Jede Faser ihres Körpers schien ihr zuzurufen, dass er der Richtige war, und sie hätte alles dafür gegeben, mit ihm zusammen zu sein: ihr Erbe, die Chance, eines Tages doch noch von ihrem Vater geliebt zu werden …

Seit Max’ Geburt war kein Tag vergangen, an dem sie nicht in das Gesicht ihres Sohnes geblickt und erneut den Schmerz durchlebt hatte, den Nathans Zurückweisung ihr zugefügt hatte. Und jetzt, wo sie ihm zum ersten Mal wieder gegenüberstand, überkam sie ein so starkes Bedürfnis, sich einfach in seine Arme zu werfen und ihn anzubetteln, sie zu lieben, dass sie fast von ihren Gefühlen überwältigt wurde.

Sie war erbärmlich, nichts weiter als erbärmlich.

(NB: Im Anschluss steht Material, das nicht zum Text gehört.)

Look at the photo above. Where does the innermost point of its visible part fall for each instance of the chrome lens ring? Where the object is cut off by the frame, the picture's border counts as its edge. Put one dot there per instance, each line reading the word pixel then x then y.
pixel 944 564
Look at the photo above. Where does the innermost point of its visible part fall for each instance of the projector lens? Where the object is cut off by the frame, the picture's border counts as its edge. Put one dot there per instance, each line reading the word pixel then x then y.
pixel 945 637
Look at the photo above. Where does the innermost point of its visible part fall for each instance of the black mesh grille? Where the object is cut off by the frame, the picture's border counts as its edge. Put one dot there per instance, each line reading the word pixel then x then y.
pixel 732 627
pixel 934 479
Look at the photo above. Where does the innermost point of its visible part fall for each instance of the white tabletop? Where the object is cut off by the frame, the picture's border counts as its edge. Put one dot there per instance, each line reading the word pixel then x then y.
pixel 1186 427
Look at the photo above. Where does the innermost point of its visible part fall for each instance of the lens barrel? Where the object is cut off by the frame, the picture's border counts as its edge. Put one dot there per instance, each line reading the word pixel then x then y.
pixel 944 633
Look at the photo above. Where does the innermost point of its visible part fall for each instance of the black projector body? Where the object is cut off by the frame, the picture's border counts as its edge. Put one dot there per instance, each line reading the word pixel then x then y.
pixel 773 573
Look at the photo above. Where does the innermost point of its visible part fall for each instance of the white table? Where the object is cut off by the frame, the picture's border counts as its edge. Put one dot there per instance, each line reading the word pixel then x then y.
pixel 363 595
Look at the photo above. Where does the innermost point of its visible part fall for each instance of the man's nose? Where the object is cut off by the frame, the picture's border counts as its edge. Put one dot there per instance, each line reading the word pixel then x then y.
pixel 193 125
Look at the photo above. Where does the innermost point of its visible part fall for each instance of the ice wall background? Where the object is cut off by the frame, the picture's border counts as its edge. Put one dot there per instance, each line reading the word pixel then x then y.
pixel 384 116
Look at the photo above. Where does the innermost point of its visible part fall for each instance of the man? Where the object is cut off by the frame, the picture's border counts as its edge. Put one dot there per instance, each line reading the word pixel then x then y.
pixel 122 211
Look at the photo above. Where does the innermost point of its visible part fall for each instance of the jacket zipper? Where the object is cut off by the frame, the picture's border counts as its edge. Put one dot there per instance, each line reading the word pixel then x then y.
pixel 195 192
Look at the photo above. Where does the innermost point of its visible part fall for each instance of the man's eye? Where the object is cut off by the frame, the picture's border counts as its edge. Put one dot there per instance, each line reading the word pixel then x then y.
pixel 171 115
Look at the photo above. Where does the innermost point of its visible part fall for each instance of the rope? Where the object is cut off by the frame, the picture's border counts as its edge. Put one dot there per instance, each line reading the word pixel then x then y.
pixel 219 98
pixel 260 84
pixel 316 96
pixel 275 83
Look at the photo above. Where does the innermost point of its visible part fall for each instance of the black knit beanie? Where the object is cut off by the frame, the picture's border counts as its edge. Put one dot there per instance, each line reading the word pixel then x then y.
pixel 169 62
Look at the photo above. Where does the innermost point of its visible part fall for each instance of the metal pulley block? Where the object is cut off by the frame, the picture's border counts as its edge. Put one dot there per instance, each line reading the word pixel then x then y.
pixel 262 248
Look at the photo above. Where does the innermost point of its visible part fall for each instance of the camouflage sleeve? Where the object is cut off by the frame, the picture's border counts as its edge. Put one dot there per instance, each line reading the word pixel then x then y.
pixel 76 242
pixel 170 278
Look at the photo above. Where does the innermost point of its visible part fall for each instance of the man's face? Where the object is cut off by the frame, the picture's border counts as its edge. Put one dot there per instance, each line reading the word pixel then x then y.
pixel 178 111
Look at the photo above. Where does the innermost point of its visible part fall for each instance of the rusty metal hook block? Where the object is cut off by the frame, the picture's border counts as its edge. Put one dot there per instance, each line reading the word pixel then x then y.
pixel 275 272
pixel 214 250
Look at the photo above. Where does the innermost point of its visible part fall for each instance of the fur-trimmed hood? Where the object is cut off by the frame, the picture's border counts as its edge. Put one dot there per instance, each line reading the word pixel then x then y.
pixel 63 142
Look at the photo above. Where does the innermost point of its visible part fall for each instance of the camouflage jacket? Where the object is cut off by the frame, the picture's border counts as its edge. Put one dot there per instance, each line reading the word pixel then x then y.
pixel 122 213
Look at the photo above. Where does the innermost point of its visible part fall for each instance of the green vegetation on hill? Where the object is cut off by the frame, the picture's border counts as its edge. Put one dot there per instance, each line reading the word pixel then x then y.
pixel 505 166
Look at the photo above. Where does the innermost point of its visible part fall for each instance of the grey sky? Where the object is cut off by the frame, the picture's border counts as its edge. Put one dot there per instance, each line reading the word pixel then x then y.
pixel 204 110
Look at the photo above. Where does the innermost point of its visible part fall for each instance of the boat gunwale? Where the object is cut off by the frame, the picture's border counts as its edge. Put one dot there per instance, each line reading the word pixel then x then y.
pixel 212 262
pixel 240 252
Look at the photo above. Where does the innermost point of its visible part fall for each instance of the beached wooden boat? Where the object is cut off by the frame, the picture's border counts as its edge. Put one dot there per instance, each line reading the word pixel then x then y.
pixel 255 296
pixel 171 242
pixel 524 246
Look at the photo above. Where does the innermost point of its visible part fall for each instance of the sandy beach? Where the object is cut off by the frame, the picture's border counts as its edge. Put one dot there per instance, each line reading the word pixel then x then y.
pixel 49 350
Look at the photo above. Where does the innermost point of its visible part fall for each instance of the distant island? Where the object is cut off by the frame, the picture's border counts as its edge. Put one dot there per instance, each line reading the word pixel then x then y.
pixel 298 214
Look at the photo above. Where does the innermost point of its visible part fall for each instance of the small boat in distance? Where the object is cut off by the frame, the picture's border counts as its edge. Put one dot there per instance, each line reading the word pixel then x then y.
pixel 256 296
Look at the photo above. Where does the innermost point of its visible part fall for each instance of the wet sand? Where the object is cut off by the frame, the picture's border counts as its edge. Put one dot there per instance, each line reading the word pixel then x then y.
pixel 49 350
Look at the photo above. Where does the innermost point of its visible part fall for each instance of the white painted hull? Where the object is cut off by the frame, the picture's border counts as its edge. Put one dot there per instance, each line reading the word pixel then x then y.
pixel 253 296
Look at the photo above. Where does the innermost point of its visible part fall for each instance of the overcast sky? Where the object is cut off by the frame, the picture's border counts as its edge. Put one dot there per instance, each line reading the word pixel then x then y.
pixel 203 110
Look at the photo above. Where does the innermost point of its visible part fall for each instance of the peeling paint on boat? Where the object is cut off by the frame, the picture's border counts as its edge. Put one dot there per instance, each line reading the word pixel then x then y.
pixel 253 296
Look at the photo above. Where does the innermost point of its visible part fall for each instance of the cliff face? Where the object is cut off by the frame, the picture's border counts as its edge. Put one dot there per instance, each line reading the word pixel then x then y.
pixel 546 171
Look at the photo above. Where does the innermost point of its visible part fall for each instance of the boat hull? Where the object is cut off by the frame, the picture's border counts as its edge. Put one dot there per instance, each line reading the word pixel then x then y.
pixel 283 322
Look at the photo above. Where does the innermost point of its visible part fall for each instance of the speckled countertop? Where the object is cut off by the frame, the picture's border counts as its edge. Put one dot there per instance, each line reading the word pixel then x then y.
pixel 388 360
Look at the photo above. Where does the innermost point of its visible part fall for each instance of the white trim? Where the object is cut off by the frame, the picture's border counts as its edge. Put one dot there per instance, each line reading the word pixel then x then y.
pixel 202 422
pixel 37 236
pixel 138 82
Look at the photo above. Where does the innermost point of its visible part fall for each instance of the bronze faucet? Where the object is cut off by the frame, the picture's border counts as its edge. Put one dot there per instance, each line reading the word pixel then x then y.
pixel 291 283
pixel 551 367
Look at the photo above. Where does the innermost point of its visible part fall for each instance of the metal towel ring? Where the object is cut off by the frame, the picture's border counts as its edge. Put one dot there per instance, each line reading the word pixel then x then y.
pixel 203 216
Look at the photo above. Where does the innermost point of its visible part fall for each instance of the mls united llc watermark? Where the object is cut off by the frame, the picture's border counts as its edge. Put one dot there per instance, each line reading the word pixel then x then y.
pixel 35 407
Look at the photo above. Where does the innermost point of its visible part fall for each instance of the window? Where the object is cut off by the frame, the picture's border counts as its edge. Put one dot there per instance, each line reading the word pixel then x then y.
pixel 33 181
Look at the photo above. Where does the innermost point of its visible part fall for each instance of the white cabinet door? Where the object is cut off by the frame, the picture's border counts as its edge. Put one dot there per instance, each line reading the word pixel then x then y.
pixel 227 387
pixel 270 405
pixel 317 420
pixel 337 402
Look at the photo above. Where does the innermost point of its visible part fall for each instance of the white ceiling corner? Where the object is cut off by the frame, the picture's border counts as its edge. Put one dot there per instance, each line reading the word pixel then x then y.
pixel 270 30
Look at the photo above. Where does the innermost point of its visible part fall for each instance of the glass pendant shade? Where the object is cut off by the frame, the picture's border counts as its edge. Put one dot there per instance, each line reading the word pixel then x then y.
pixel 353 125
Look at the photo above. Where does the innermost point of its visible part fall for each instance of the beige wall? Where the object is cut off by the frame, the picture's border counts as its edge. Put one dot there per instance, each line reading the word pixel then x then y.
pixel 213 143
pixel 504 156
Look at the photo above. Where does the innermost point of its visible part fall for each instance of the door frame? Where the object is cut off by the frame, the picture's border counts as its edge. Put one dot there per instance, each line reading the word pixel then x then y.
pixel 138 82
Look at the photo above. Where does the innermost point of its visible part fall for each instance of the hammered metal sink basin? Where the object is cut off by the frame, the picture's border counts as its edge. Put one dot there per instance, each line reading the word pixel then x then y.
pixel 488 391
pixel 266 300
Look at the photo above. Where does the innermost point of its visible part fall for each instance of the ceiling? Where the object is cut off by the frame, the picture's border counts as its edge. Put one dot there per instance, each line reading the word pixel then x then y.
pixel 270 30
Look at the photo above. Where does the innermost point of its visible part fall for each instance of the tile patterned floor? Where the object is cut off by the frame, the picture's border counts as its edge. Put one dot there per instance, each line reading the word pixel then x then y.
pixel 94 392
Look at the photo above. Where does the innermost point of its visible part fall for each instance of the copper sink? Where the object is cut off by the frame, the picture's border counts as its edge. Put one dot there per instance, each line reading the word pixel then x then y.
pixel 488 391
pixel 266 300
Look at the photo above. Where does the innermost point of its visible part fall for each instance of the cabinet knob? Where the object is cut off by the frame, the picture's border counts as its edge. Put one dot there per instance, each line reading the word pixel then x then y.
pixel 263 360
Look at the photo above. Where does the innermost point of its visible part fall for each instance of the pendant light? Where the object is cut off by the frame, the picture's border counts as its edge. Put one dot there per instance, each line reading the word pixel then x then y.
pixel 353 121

„Und, wie geht es dir so?“, fragte er in einem Tonfall, der bestenfalls als höflich zu bezeichnen war. Ihren Sohn bedachte er nur mit einem flüchtigen Blick. Hatte er damals nicht mehr als deutlich gesagt, dass er an diesem Punkt seiner Karriere keine Zeit für eine Beziehung, geschweige denn für eine Frau und Kinder habe? Aber sie hatte nicht zugehört. Sie war viel zu überzeugt davon gewesen, dass mit ihr alles anders sein würde. Dass er sie lieben könnte. Bis er dann einfach gegangen war.

Sie zwang sich, denselben höflichen Tonfall anzunehmen, obwohl ihr Herz so sehr schmerzte, dass ihr fast die Knie nachgegeben hätten. „Sehr gut, und dir?“

„Ich habe viel zu tun.“

Das bezweifelte sie nicht. Die Explosion in der Raffinerie von Western Oil war überall in den Nachrichten gewesen. In der Folge hatte eine regelrechte Hetzkampagne gegen das Unternehmen begonnen, die natürlich auf dem Mist ihres Vaters gewachsen war. Und Nathans Aufgabe in der Geschäftsführung war es, den Ruf von Western Oil wiederherzustellen.

„Wenn ihr mich kurz entschuldigen würdet“, flötete Beth. „Ich muss mit dem Mann sprechen, der den Kuchen bringt.“ Dann warf sie ihrer Cousine einen kurzen aufmunternden Blick zu und verschwand im Getümmel.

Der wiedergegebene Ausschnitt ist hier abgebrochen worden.